Overview of Benchmarking#

We evaluate learning across three distinct settings:

  • Multi-task learning: studies large-scale pretraining from diverse human demonstrations across many tasks

  • Foundation model learning builds on this by fine-tuning pretrained models to master specific target tasks, including both seen and unseen task compositions.

  • Lifelong learning: further generalizes this setting by requiring models to continually acquire more complex, long-horizon tasks over time while retaining competence on previously learned tasks.

We support numerous policy learning algorithms, please review the policy learning page for an overview.

Training and evaluation protocols#

Our benchmark assumes understanding the conventions and terminology set in our datasets.

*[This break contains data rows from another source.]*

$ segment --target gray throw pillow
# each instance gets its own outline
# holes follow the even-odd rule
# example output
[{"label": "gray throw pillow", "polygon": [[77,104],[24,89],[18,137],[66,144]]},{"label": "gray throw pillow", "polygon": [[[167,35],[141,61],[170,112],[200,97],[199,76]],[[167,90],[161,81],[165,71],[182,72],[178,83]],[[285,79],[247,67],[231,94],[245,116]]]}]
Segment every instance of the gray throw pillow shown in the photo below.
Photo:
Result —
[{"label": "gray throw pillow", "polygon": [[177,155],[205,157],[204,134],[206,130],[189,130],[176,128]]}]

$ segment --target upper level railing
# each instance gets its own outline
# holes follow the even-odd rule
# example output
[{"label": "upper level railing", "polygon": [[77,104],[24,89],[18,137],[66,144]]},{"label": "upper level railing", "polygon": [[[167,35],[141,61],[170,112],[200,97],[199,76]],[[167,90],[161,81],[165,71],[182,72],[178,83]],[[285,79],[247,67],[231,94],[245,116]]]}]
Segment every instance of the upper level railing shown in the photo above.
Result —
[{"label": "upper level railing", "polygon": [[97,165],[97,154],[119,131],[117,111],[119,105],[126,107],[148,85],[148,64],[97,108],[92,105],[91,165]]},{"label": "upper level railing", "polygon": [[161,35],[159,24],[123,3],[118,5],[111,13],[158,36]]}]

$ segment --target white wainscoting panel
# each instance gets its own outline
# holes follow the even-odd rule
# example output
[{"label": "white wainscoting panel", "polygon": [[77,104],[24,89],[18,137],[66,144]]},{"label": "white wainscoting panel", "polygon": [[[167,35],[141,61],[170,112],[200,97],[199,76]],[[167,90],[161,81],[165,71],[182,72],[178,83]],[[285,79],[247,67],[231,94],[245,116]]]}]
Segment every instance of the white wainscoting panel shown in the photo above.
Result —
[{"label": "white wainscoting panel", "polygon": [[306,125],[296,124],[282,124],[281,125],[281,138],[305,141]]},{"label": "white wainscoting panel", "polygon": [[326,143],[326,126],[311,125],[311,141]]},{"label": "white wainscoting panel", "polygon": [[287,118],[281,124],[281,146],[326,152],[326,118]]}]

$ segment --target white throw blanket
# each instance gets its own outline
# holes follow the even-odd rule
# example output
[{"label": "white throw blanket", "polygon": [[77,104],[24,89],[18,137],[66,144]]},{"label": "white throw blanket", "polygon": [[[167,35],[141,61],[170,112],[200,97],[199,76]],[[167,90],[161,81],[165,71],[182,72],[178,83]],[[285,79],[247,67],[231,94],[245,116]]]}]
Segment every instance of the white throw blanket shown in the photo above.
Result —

Before proceeding, please review the datasets page for an overview.

Training#

Most experiments involve training on a collection of individual datasets, which we term dataset soup. A dataset soup simply specifies a list of dataset metadata, and embedded in this metadata is the path specifying the location to the dataset on disk. See the dataset page for additional details. For each benchmarking experiment we specify the specific dataset soup to train on.

Evaluation#

We evaluate trained models on one or several tasks. To specify which tasks, you need to specify two variables:

  • task set: Which set of tasks to evaluate on. Typically, this corresponds to the same tasks represented in the dataset soup used to trained the model, but can be any arbitrary set of tasks. The list of registered task sets is specified in dataset_registry.py.

  • split: This specifies which evaluation split to run evaluations are. There are two options: pretrain and target. The pretrain split features 2500 kitchen scenes and all of the pretraining objects, which the target split features a disjoint set of 10 target kitchen scenes and a disjoint set of target objects.

For each benchmarking experiment we specify the specific task set and split to evaluate on. For all experiments, we randomly sample 50 scenarios to run evaluation rollouts on. For each rollout, we recieve a binary task success signal for whether the task is successfully completed. We report average task success rates across these 50 rollouts.